For a musician, being associated with composer A.R. Rahman is a great achievement. Further, getting the opportunity to tutor his kids and be a music supervisor in his projects (both Indian and Hollywood) is a special achievement indeed — for Rianjali, an Indian-American, who has managed to impress the Isai Puyal.

Her latest outing as a music supervisor is for the Academy Award-winning director Vanessa Roth’s powerful documentary Daughters of Destiny. This Netflix original series will be out on July 28. A.R. Rahman has composed the music for this project along with Qutub-E-Kripa, which primarily has the alumni from Rahman’s music school KM Conservatory.

The documentary will focus on the school Shanti Bhavan in Bengaluru, which provides free education to under-privileged kids. The lives of the children studying in the school and their understanding of the world will be brought to life through this project.

Rianjali reveals, “The documentary is moving and one can see a toned-down version of A.R. Rahman’s music in this project. The school has been started by an American and the kids grew up in a hostel with Americans by their side. When they graduate, some of them can’t relate to their families anymore. They’re taught modern ideas, feminism and other topics.”

On her association with ARR, she says, “Rahman sir signed this project a year ago and I’ve worked with him in his directorial debut Le Musk. I’ve also written and sung two songs for his upcoming flick, Mom, starring Sridevi. He knows me well and always calls me when he thinks that I can better his product.”

She adds, “Music supervision is a field that has always been popular in the US, but it’s slowly catching up in India now. Sir would give me briefings and I would coordinate with the programmers and performers. I would listen to the tracks composed by Jerry Silvester Vincent and Parag Chhabra of Qutub-E-Kripa and approve them before Rahman sir listened to the music.”

Rianjali is also responsible for brainstorming ideas, running recording sessions and deciding on song placements.

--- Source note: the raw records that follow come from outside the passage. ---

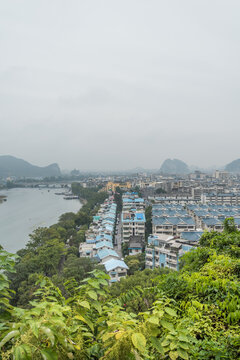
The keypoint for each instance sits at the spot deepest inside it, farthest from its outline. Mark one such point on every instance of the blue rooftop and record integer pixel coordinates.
(104, 243)
(115, 263)
(101, 254)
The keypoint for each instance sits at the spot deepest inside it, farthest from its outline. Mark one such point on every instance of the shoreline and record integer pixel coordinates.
(3, 198)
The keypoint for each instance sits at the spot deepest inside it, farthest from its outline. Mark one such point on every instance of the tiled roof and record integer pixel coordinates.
(115, 263)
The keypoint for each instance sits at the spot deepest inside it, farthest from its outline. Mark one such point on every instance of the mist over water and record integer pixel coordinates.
(27, 209)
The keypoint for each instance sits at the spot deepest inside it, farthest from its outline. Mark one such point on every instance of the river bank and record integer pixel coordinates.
(27, 209)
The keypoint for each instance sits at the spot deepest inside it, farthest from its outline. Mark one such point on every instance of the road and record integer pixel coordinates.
(118, 237)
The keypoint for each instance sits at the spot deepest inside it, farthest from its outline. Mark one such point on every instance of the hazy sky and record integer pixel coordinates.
(115, 84)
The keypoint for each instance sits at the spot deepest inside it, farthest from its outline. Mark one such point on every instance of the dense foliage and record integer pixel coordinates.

Jerry, one of the composers in Qutub-E-Kripa, says, “I’ve been associated with Rahman sir since 2009, and I’ve also composed the BGM for the English series Everest. I assist him as a programmer and we took one-and-half months to complete the scoring for Daughters of Destiny.

Vanessa briefed us that she wanted the music to enhance the visuals, not overpower them. Sometimes, Parag (composer-producer) and I come up with pathos music. Later, we would be asked to tone it down. There are vocals in the background and the audience can see a lot of genres including Indian classical, pop, world music and western classical.”

Parag Chhabra, who started assisting Rahman two years back, also shares, “The documentary has four episodes and I scored for three of them. Both Vanessa and Rahman sir asked us to come up with simple organic music that has a modernistic approach. We got used to it as we progressed and understood that scoring for documentary and feature films are entirely different. We had to work our way through the dialogues. We recorded veenas (played by Punya Srinivas), guitars (played by Rashid Ali), a percussion instrument called hang drum and ghatam as well.”